Um investigador da Universidade de Trás-os-Montes e Alto Douro (UTAD) propôs-se desvendar "o mistério” da configuração dos edifícios do santuário rupestre de Panóias, em Vila Real, e já encontrou pedras semelhantes em igrejas e num caminho.
David Freire-Lista, doutorado em geologia e engenharia geológica, trabalha com cientistas de Espanha e França e disse, citado num comunicado divulgado hoje pela UTAD, que a configuração original dos edifícios que compunham o santuário “é um mistério" que, juntamente com a sua equipa de investigação, pretende desvendar nos próximos anos.
Classificado como monumento nacional desde 1910, o Santuário de Panóias foi construído na transição do século II para o século III pelo senador romano Caius Calpurnius Rufinus e foi dedicado às divindades infernais.
Está localizado em Vale de Nogueiras, concelho de Vila Real, é composto por três templos erigidos sobre fragas imponentes e possui cavidades de diversas dimensões onde tinham lugar os rituais e celebrações.
Convicto de que “as pedras falam e contam histórias dos tempos e das pessoas que viram passar, tornando-se parte da sua memória”, David Freire-Lista propôs-se procurar o destino que, ao longo dos séculos, levaram os silhares retirados do Santuário de Panóias.
Silhar é o nome que se dá à pedra usada, por exemplo, em obras de alvenaria ou para revestimento de paredes.
“Atualmente, encontra-se localizada uma pedreira histórica na zona do santuário e uma grande quantidade de blocos que faziam parte do santuário foram extraídos desta pedreira histórica e agora estão perdidos”, referiu o investigador.
David Freire-Lista acrescentou que, “uma vez que este santuário deixou de ter função ritual, passou a ser utilizado como pedreira, e os vizinhos pegaram nos blocos de pedra que formavam as paredes dos prédios do santuário para reaproveitá-los em construções como casas e cercas”.
No entanto, o investigador defendeu que as pedras utilizadas no património edificado “são únicas e irrepetíveis, sendo possível conhecer alguns dos seus destinos”.
“Os canteiros artesanais deram aos blocos dimensões e acabamentos únicos, definidos pelo próprio artesão que esculpiu a peça. Cada golpe do entalhe ou martelo foi gravado na superfície do elemento de pedra”, salientou, explicando que, através de técnicas de conservação de património, como o ‘scaneamento’ a laser 3D, é “possível estudar e reproduzir os diferentes acabamentos superficiais que canteiros históricos deram às suas peças.”
De acordo com o especialista, hoje "é possível identificar a microrrugosidade dos silhares, ou seja, identificar o acabamento que cada pedreiro deu às suas peças e estudar os parâmetros de rugosidade para identificar quais os blocos que pertenceram ao santuário”, referiu.

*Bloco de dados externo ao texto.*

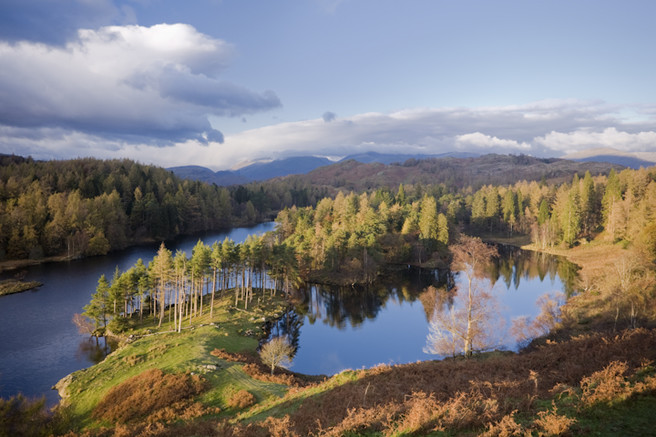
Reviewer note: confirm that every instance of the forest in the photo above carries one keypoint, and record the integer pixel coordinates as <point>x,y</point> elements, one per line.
<point>592,365</point>
<point>356,234</point>
<point>87,207</point>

Nesse sentido, referiu, “foram identificados silhares com características semelhantes preservadas nas imediações da igreja de São Pedro de Vale de Nogueiras, bem como na igreja de São Tiago de Folhadela, concretamente na fachada norte”.
Nesta igreja, especificou, os “silhares apresentam ainda um orifício central retangular que terá servido para introduzir as tenazes de uma grua de rodas utilizada pelos romanos.”
O especialista disse ainda que foi localizado um caminho em Folhadela com escombros de casas de Vale de Nogueiras, onde se podem observar “blocos soterrados que poderão também ter vindo originalmente do Santuário de Panóias”.
No entanto, advertiu que “a demolição de edifícios e casas históricas juntamente com o reboco das fachadas com cimento a partir do século XX torna mais difícil localizar todos os blocos que outrora enobreceram um santuário único na Península Ibérica”.